The Ventilator Challenge could be dismissed as political theatre. Yet it was also a test case of what kind of innovation works in a crisis. Designing things from scratch, doing fundamental research, is very difficult, especially if your firms and universities do not have deep knowledge of the field. Procuring solutions makes sense if there are capable suppliers and this is well thought through in advance. The most effective innovation in a crisis, however, relies on adaptation: using existing knowledge and skills to repurpose existing technologies.
That is not a recipe for innovation in the long term, which requires leaps of imagination and risk-taking, often by maverick outsiders prepared to challenge conventional wisdom. But it is probably the best approach to a crisis, including war and perhaps the crises that will come with the climate crisis. Tackling the climate crisis will require radical new technological leaps, yet there are many who think the technologies we need are already available, we just have not found the will to apply them effectively.

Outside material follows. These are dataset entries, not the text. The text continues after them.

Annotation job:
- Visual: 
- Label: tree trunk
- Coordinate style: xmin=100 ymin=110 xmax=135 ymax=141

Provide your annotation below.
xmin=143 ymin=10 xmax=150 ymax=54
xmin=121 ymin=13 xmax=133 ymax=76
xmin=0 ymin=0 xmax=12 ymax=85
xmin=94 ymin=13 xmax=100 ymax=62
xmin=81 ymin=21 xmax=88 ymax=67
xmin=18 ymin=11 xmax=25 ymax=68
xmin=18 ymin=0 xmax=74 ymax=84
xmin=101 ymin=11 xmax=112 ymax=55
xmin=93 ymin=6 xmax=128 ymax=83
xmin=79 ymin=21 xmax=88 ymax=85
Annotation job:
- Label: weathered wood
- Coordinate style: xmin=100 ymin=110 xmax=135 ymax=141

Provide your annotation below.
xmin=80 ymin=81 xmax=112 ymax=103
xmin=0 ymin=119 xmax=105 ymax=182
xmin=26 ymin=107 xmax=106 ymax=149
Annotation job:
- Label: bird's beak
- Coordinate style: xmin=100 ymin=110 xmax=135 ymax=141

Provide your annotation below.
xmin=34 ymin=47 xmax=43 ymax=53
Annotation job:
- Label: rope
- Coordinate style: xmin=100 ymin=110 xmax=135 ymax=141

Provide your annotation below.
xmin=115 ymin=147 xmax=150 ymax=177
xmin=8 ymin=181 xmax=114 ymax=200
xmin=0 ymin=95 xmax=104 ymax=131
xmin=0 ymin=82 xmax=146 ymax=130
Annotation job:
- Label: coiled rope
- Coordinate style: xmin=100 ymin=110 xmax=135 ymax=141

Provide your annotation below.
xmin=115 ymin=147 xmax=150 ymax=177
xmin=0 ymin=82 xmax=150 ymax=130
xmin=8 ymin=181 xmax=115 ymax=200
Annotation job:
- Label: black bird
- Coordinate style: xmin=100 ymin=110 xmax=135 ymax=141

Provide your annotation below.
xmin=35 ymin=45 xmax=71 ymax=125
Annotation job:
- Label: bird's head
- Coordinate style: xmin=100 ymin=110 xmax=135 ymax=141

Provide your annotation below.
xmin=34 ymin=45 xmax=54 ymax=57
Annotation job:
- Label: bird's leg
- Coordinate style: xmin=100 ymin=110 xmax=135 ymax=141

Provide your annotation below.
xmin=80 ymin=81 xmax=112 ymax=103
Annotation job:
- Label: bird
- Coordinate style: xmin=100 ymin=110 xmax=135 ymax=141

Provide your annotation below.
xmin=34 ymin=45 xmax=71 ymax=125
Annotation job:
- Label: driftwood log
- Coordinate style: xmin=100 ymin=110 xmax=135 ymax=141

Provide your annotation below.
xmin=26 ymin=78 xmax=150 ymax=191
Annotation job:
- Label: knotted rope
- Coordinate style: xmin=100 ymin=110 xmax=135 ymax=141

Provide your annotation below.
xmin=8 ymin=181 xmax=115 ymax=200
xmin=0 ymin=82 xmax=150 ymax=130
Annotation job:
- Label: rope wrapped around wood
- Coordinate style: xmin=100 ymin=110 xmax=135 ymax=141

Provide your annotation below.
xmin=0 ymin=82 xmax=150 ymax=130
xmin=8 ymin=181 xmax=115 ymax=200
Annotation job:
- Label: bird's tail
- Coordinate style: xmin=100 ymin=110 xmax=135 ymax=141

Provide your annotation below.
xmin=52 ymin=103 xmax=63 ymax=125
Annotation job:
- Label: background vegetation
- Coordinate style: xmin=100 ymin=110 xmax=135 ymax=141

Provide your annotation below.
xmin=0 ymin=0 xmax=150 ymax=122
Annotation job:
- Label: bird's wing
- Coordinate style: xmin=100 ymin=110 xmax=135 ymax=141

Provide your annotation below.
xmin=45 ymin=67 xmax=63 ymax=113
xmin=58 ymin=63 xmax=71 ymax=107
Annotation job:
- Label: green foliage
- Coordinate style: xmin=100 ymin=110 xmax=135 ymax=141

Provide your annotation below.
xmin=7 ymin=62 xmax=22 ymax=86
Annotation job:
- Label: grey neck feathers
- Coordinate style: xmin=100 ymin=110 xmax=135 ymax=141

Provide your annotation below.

The tipping point will come not from the invention of new technologies but rather the creative repurposing of technology that already exists.
If repurposing proves to be the most important of the three strategies then it matters a great deal what capabilities a society has when it goes into a crisis. Such capabilities cannot be conjured up at will. If COVID-19 has been a foretaste of the deep and protracted crises that may come, then the lesson is that a society needs a widely spread capability to reconfigure itself rapidly. It will need institutions and people capable of combining those capabilities at speed to solve urgent problems. That capacity to repurpose fast should be at the heart of our post-crisis economic and social strategy.